Un autre exemple cité par le New Scientist est la façon dont nous sommes sensibles à la manière dont les arguments sont présentés. Par exemple, si je dis que, face à une catastrophe, le plan A permet de sauver 200 habitants d'un village de 600 personnes, tandis qu'avec le plan B, un tiers des personnes ont une chance de survivre tandis que les deux tiers mourront, les gens choisiront le premier plan, alors que les deux branches de l'alternative sont en réalité identiques. Dans le premier cas, j'ai insisté sur la survie possible. Dans le second, j'ai mentionné les fortes chances que chacun des villageois avait de mourir.

 

Des biais innés ?

Naturellement objectera-t-on, rien ne dit que le cerveau ait évolué de cette manière, c'est juste une hypothèse. Quels sont les éléments qui permettraient de l'appuyer (en dehors de la force de l’argumentation !). Après tout, un des reproches souvent adressés à la psychologie évolutionniste est que contrairement à la biologie, il n’existe aucun fossile nous permettant de retracer l'évolution des fonctions mentales. D'abord, ce n'est pas tout à fait vrai. Comme le montre Steve Mithen, un "archéologue cognitif" (ça existe !), ces fossiles existent bel et bien : ce sont les artefacts laissés par nos ancêtres, dont l'analyse peut révéler bien des aspects de leur comportement. L'autre méthode pour établir une théorie de psychologie évolutionniste consiste à établir des expériences pour voir si certaines facultés mentales se développent "naturellement" ou si au contraire elles sont le produit d’une éducation ou d'une culture.

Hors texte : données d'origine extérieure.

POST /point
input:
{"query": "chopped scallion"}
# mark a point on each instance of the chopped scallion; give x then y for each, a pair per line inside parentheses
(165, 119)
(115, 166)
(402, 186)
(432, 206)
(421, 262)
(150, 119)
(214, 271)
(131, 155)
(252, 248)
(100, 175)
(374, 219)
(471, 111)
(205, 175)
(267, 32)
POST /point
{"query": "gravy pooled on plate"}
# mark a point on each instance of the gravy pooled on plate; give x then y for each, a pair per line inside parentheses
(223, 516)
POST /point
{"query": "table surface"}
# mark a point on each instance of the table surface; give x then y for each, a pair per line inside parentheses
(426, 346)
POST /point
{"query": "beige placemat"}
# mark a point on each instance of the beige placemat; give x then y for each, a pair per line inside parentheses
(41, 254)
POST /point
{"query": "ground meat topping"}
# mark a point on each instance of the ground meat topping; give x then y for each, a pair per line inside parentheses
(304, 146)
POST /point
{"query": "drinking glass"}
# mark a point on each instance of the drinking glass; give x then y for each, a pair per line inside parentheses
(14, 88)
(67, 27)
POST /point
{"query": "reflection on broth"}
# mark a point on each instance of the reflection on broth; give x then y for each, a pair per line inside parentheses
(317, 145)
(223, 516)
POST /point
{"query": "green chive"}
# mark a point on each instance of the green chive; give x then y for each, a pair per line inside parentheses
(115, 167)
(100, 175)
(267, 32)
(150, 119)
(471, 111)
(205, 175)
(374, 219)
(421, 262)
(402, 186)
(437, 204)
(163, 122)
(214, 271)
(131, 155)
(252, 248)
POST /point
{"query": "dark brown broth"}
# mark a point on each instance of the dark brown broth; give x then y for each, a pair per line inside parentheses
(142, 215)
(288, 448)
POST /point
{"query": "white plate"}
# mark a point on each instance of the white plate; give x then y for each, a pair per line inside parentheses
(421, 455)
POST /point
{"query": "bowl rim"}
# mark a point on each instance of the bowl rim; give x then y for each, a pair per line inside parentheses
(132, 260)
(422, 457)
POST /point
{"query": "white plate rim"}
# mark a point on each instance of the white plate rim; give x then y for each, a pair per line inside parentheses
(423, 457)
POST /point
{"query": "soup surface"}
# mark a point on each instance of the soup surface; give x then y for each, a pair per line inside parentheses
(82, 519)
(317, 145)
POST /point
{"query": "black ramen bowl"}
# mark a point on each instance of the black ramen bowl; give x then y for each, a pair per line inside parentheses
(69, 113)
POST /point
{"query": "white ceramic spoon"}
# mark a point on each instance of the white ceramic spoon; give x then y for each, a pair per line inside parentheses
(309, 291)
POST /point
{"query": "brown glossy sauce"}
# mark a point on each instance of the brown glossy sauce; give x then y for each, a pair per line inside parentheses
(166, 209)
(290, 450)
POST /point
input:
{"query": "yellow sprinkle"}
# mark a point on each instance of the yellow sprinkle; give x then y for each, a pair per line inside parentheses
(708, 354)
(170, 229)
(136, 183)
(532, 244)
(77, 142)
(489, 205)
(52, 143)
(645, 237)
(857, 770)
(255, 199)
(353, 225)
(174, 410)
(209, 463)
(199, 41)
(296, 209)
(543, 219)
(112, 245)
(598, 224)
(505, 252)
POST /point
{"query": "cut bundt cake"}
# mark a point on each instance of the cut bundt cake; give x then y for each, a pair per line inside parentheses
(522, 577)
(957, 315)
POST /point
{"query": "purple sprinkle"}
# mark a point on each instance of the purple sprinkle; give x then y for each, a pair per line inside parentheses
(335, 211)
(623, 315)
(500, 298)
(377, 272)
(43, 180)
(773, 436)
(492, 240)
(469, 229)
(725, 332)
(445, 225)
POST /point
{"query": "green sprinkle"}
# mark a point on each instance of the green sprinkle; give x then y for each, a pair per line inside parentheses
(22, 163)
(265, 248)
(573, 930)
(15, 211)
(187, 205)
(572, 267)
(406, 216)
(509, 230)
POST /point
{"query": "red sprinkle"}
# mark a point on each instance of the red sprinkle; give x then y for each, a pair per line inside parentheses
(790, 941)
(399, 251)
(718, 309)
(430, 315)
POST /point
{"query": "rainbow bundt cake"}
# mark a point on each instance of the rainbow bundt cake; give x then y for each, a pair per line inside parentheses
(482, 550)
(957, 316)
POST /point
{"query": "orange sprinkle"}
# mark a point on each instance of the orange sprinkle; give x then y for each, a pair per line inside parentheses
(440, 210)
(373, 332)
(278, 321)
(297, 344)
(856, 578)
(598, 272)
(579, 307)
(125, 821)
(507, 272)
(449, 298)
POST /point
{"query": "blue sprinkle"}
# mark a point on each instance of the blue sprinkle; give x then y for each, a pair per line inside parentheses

D'où l'importance du travail avec les enfants. Hugo Mercier affirme dans un papier sur le sujet que les enfants sont capables très jeunes d'utiliser des arguments pour justifier leurs actions de manière convaincante. Face à une faute morale, par exemple le vol d'un jouet, ils se montrent très vite susceptibles d’élaborer des défenses argumentées (ce jouet était à moi, c'est l’autre qui a commencé, etc.). Dès 18 mois, les petits sont en mesure de justifier leurs actions, avec le peu de vocabulaire dont ils disposent. Mais les enfants, explique Mercier, sont aussi tout à fait capables de critiquer les arguments des autres.

En fait, le biais de confirmation serait, explique Mercier, fondamentalement lié à la motivation. Si nous ne cherchons pas la vérité, mais plutôt à "gagner" dans la discussion, il est préférable de mettre en avant les arguments qui soutiennent notre point de vue que chercher ceux qui pourraient le contredire.


Un avantage pour l'intelligence collective ?

Cette analyse du "cerveau social" peut paraître désespérante au premier abord, dans une perspective rationaliste classique. En fait, elle apporte de l'eau au moulin des nouvelles théories concernant l'intelligence collective.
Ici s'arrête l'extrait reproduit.